Volume 6, Number 3—June 2000
Carbapenem-Resistant Pseudomonas aeruginosa with Acquired blavim Metallo-ß-Lactamase Determinants, Italy
To the Editor: Acquired metallo-ß-lactamase determinants in Pseudomonas aeruginosa and other major bacterial pathogens are of concern for development of antimicrobial drug resistance. The carbapenemase and extended-spectrum cephalosporinase activity of metallo-ß-lactamases, as well as their resistance to ß-lactamase inhibitors, may severely limit the antimicrobial agents active against bacterial strains that produce such enzymes (1,2). Antimicrobial chemotherapy may become ineffective against P. aeruginosa strains with a multidrug-resistant phenotype that have acquired a metallo-ß-lactamase determinant.

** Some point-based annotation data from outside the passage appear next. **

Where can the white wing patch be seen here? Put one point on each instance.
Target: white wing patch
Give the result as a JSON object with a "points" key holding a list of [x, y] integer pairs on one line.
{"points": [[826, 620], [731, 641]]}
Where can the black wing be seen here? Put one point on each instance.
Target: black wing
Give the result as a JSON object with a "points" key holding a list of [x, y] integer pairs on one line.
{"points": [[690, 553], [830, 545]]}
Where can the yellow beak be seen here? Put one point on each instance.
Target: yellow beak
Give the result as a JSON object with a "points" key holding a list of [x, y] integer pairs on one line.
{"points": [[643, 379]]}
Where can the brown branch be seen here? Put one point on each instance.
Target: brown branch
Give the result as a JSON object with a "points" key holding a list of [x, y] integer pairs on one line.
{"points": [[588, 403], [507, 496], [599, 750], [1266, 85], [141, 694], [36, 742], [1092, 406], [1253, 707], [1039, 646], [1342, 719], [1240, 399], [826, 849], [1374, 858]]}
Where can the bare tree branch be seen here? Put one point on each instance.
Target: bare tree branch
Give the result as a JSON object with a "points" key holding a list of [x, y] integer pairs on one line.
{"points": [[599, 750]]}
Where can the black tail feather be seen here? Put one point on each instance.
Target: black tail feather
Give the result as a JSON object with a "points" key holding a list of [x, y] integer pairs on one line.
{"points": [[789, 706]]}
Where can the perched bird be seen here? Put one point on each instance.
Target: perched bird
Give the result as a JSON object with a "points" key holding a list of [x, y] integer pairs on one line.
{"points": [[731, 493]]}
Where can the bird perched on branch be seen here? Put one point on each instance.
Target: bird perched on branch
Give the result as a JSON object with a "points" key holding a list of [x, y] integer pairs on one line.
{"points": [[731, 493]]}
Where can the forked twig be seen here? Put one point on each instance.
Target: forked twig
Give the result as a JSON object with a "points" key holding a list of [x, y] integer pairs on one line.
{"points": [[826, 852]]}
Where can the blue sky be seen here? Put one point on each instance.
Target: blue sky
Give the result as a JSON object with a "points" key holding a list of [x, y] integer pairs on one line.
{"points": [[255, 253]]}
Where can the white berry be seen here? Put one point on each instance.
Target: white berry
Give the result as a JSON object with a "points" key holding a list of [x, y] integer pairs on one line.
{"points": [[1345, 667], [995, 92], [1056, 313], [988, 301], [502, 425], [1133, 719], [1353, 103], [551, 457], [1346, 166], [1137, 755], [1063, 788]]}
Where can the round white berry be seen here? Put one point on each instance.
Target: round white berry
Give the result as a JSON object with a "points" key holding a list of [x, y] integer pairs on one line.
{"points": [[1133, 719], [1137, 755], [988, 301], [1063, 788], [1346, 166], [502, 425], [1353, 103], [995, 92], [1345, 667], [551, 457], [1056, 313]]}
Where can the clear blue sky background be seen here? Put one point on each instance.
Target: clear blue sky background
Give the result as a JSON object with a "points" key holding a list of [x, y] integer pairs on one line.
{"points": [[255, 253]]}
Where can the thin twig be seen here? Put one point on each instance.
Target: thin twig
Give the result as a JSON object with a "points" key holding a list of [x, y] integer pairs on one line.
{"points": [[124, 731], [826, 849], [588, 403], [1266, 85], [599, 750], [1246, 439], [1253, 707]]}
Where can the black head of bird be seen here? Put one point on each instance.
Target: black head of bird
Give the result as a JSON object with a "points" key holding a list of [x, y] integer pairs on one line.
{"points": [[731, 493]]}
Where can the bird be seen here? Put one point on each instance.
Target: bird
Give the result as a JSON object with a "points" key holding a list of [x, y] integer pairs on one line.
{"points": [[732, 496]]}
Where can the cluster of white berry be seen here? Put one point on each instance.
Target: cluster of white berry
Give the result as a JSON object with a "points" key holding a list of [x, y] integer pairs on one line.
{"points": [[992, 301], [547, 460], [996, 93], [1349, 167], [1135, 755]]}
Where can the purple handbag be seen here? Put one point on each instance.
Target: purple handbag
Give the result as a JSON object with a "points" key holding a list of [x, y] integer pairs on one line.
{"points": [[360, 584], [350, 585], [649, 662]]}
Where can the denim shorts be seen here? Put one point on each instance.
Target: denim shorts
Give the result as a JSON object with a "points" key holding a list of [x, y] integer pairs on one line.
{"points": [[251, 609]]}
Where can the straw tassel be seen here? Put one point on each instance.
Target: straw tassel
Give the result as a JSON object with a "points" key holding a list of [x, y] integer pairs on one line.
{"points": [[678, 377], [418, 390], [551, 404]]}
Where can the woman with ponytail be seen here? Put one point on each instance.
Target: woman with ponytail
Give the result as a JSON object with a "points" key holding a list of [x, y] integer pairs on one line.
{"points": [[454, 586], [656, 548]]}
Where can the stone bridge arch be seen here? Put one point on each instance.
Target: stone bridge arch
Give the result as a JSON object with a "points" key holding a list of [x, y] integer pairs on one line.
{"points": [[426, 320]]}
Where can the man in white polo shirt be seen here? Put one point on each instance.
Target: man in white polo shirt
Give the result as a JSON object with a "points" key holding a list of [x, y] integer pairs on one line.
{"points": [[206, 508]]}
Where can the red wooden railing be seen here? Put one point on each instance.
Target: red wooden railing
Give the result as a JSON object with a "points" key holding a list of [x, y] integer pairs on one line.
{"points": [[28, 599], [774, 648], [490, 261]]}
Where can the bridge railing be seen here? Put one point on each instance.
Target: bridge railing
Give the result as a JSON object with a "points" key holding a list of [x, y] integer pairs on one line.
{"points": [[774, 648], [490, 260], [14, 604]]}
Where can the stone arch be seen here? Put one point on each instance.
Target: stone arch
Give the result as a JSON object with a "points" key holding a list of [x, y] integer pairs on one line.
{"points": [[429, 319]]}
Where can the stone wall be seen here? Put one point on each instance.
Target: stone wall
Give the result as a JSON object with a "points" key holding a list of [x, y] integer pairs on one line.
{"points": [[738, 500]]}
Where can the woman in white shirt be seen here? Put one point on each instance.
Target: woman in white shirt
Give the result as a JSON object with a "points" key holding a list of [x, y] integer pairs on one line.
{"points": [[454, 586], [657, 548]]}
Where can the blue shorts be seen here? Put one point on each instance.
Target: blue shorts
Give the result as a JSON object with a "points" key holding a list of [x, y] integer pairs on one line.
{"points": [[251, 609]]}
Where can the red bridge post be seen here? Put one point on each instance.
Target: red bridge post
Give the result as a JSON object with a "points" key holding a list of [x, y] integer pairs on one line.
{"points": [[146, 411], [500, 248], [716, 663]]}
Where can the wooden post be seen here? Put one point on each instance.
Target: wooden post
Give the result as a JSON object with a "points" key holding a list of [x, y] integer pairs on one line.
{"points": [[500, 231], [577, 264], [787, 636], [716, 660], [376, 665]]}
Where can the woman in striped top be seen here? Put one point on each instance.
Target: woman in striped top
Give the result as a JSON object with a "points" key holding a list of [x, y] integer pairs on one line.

We recently described a new acquired metallo-ß-lactamase determinant, blaVIM, in a carbapenem-resistant P. aeruginosa clinical isolate (VR-143/97) from the University Hospital of Verona, Italy (3). This isolate was the index strain of an outbreak of blaVIM-positive P. aeruginosa, which was caused both by strains that were clonally related to VR-143/97 and by clonally unrelated strains (4). blaVIM is the second known metallo-ß-lactamase determinant that can spread among P. aeruginosa; the first was blaIMP, which was detected in the early 1990s in nosocomial isolates of various Enterobacteriaceae, P. aeruginosa, and other nonfastidious gram-negative nonfermenters from the Far East (1,2,5-7) and, recently, in an Acinetobacter baumannii clinical isolate from Italy (8). Although completely unrelated at the sequence level, blaVIM resembles blaIMP in being carried on an integron-borne mobile gene cassette and in encoding an enzyme (VIM-1) with broad substrate specificity (3). Because of these properties, blaVIM has the potential to become a dangerous resistance determinant.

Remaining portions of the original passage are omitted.